Your nursery may need to take several extra steps to make your new automated tools work as efficiently as possible. According to nursery owner Brian Decker, speaking with Nursery Management, some of the modifications that his business had to make when they purchased a new spacing fork included everything from purchasing new, more compatible pots to expanding the size of his facility to accommodate new equipment.
“Automation isn’t simply buying a robot and writing a check. It’s planning and developing an entire system around the specific operation,” says Decker.
Several automated products can collect data from around your greenhouse with sensors and transform it into comprehensive analytics. In some cases this data can be conveniently accessed on your smartphone, allowing you to make important decisions from anywhere. An example of an automated data analysis solution are products that measure water run-off and ensure that it complies with regulations, no matter what point you are at in your grow cycle.
According to automation tech manufacturer Pau Whiting, speaking to Greenhouse Magazine, tools that bring information to a device like a smartphone or a tablet will continue to be a growing trend.
“Not only will you be able to see if product flow is matching expectations, you will also be able to see potential maintenance issues as they happen, allowing for quick resolution,” said Whiting.
Adding data analytics to your greenhouse or nursery can help you and your team to spot trends across multiple grow cycles that you may have missed and adjust your process for higher yields.
In some cases, businesses are taking the ultimate plunge and automating every part of their operation. These operations range from large-scale industrial ones to some very small home greenhouses. Automated greenhouses use most or all of the tools mentioned above, as well as machines that handle steps like planting and soil mixing. Fully automated products also can provide real-time feedback and be adjusted if needed.

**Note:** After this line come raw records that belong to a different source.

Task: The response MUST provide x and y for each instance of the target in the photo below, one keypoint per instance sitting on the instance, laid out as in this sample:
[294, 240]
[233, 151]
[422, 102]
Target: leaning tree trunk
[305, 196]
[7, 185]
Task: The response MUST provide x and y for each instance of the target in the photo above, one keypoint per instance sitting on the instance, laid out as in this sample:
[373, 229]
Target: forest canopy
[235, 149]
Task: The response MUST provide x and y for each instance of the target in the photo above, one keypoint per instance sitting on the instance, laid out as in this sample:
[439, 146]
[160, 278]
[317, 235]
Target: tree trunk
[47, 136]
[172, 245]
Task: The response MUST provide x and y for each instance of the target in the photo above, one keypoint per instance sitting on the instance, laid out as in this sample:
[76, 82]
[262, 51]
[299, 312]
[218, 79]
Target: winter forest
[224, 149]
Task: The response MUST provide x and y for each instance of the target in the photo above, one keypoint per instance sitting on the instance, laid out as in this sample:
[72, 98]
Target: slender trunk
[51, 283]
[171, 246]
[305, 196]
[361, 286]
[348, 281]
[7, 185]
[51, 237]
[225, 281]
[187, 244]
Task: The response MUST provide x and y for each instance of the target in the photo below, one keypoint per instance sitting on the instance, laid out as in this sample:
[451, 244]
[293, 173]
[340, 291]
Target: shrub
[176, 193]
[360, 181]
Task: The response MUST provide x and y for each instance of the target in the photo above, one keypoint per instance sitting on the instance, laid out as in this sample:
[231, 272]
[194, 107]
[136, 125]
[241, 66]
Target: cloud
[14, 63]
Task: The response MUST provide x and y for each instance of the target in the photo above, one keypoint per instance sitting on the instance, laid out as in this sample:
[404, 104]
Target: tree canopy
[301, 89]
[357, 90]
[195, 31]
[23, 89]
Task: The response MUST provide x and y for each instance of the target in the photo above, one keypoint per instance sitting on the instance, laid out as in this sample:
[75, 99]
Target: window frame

Despite issues like labor shortages, the future of greenhouse and nursery growing remains strong. One of the most exciting trends in the industry is automation. Automation is making waves and helping growers do everything from control greenhouse climate and plant watering to material handling. However you want to use automation technology, these tools, if implemented properly, could result in increased efficiency and profits.
Ultimately, the goal of automation is to do more with less, whether it’s a cheaper energy bill, a shorter timeline, or a smaller crew.